Manual and Automated Testing
Software can not be tested efficiently with only manual testing. And it can not be tested completely with only automated testing. James Bach writes an insightful article about how he worked his way to enlightenment over several years, and how he has incorporated this perspective into his training classes.
My understanding of cognitive skills of testing and my understanding of test automation are linked, so it was some years before I came to understand what I now propose as the first rule of test automation:
Test Automation Rule #1: A good manual test cannot be automated.
James goes on to explain that if a test can be automated, it is not a good manual test.

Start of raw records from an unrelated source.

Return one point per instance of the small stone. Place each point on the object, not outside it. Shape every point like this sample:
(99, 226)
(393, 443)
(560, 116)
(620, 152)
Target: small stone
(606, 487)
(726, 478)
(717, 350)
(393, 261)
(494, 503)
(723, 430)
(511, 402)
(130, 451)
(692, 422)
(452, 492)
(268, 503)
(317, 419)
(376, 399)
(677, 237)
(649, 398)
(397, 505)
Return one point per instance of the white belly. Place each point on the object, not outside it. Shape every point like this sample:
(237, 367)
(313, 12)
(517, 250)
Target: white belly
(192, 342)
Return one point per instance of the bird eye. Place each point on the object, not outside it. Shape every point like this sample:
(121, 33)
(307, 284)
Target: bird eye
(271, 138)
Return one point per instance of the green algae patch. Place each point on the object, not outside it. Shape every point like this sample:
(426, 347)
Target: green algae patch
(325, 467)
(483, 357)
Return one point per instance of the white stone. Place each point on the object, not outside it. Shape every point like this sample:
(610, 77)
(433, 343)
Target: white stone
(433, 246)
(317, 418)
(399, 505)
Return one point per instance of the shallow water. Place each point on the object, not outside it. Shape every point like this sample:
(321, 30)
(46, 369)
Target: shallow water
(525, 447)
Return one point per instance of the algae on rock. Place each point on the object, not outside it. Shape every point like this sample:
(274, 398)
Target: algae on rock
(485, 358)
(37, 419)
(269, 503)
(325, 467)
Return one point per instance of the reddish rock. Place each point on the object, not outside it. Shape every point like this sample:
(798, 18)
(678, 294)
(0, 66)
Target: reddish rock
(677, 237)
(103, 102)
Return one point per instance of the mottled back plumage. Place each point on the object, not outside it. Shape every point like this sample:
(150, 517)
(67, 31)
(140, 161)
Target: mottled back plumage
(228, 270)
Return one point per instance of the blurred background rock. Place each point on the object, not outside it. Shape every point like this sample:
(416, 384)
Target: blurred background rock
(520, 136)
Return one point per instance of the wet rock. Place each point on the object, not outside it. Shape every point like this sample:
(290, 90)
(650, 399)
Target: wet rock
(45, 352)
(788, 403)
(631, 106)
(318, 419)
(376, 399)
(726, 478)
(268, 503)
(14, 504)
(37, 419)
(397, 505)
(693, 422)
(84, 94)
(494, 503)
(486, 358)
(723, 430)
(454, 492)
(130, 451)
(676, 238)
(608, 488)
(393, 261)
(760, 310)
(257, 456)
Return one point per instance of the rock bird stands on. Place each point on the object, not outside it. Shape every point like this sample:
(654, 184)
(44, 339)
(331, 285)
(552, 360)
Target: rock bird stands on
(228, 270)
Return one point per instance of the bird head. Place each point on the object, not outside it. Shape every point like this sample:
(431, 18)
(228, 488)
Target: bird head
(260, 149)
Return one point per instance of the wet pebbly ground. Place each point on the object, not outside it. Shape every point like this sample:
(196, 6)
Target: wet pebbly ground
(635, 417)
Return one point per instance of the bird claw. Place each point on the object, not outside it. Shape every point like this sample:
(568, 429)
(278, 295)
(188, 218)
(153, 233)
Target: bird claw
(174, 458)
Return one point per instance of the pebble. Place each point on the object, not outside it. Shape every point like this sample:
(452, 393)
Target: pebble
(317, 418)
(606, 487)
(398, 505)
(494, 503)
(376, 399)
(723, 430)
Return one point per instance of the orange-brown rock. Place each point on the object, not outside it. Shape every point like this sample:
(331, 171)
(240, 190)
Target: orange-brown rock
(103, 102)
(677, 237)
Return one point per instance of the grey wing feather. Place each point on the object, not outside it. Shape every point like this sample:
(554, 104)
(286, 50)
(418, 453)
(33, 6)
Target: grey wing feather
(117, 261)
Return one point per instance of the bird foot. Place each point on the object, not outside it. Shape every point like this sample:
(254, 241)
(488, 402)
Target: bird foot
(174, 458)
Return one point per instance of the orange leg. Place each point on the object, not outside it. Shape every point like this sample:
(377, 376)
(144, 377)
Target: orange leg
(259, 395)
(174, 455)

We’ve discussed repeatedly the benefits of automated testing, one example is The Code Freeze is Killing the Dinosaurs. We’ve also stressed the importance of doing functional testing where we discuss the dynamics and tradeoffs of using manual and automated approaches to test software.
Generally, we’ve approached the problem from the perspective of blackbox versus whitebox testing (and more details), and thought about our development process from the perspective of continuous integration as a means to deliver more efficiently.

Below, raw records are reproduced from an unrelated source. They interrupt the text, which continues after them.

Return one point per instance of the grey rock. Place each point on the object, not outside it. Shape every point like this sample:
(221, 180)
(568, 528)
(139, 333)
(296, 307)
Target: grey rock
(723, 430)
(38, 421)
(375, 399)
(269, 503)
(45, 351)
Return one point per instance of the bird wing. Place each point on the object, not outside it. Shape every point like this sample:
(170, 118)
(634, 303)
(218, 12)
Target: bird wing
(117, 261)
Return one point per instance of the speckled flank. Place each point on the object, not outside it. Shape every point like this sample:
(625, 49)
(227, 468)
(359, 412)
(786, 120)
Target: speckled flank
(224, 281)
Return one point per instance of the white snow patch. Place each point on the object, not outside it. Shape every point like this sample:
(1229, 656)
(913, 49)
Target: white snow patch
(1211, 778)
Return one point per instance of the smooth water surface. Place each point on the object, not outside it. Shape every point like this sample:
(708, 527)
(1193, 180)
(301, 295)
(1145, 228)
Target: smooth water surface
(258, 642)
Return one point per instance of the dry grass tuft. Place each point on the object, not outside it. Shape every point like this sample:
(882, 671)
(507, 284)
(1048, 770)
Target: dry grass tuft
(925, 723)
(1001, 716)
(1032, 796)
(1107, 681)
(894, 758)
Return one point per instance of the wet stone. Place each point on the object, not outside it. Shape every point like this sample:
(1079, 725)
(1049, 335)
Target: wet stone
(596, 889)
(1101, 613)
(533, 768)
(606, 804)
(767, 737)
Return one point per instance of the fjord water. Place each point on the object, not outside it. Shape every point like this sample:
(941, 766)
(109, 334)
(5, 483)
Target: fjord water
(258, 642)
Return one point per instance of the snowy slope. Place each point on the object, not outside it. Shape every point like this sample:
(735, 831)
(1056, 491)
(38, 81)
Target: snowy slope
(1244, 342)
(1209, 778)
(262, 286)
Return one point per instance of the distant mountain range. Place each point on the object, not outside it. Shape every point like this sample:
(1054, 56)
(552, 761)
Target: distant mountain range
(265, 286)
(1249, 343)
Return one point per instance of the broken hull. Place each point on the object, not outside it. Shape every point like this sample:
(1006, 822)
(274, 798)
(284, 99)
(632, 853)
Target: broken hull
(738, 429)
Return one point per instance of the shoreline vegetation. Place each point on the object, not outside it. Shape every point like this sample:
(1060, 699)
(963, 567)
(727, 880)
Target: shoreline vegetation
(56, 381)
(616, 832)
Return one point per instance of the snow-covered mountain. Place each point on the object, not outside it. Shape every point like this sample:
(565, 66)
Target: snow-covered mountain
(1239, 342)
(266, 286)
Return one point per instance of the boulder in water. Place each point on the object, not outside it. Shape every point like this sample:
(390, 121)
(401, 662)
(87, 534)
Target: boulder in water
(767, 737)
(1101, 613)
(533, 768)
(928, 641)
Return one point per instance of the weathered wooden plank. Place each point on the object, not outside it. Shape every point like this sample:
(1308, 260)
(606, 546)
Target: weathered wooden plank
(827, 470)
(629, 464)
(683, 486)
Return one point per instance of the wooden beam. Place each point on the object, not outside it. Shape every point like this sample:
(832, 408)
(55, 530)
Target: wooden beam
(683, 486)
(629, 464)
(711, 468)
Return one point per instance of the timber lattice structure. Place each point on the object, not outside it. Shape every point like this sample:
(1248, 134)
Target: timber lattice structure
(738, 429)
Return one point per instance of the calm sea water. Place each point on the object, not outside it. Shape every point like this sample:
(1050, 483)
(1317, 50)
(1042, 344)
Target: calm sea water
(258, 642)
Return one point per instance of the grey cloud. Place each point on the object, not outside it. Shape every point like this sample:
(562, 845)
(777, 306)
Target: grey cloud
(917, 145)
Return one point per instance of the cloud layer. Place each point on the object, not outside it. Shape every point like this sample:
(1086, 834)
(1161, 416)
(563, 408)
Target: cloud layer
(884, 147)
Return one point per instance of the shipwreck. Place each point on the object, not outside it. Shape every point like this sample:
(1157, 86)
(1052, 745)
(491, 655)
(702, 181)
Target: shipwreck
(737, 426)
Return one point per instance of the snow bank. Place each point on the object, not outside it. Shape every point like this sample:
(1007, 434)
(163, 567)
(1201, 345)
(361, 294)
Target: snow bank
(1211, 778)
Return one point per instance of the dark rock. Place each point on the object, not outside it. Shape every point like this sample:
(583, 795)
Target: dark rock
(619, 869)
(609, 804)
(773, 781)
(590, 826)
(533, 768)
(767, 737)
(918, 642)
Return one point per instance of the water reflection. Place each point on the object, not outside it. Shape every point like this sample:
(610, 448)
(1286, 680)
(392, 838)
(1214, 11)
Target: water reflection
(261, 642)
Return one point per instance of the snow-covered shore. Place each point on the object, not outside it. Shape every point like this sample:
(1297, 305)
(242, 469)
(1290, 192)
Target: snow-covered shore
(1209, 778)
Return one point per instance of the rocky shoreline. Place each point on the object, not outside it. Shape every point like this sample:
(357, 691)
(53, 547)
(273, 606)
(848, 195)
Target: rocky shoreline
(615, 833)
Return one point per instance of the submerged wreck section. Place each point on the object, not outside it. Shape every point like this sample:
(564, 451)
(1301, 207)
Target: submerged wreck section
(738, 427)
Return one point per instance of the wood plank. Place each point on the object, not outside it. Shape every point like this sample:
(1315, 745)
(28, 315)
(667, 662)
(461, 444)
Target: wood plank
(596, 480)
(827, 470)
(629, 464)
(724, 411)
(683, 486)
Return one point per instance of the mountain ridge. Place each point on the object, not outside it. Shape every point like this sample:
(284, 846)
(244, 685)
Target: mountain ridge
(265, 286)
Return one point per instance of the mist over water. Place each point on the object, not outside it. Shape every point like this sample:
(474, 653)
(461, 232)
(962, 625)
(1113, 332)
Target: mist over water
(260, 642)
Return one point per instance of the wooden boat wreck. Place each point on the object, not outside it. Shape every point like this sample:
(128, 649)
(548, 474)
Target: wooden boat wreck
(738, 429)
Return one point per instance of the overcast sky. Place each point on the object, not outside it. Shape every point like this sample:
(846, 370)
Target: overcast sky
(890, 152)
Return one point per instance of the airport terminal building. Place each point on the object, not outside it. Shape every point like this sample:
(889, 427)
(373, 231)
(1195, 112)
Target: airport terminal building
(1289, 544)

We’ve not thought about it from James’ perspective before. Even with our improved approaches to automated testing, we are still no different than the inventor of the steam-hammer in Henry’s fable.
James puts things in perspective:
Rather than banishing human qualities, another approach to process improvement is to harness them. I train testers to take control of their mental models and devise powerful questions to probe the technology in front of them. This is a process of self-programming. In this way of working, test automation is seen as an extension of the human mind, not a substitute.
He highlights a very interesting point – we are missing a key benefit of having manual testers – the ability to gather feedback on intangibles, heuristics, usability, affordances, and other elements that we might classify as design bugs.
A Broken Model
In the 1970’s, when the American automotive manufacturers were getting their clocks cleaned by the newly exporting Japanese companies like Honda, Datsun (now Nissan), and Toyota, a lot of people thought they understood the problem. Many more people pretended there wasn’t a problem, until the US government bailed out Chrysler.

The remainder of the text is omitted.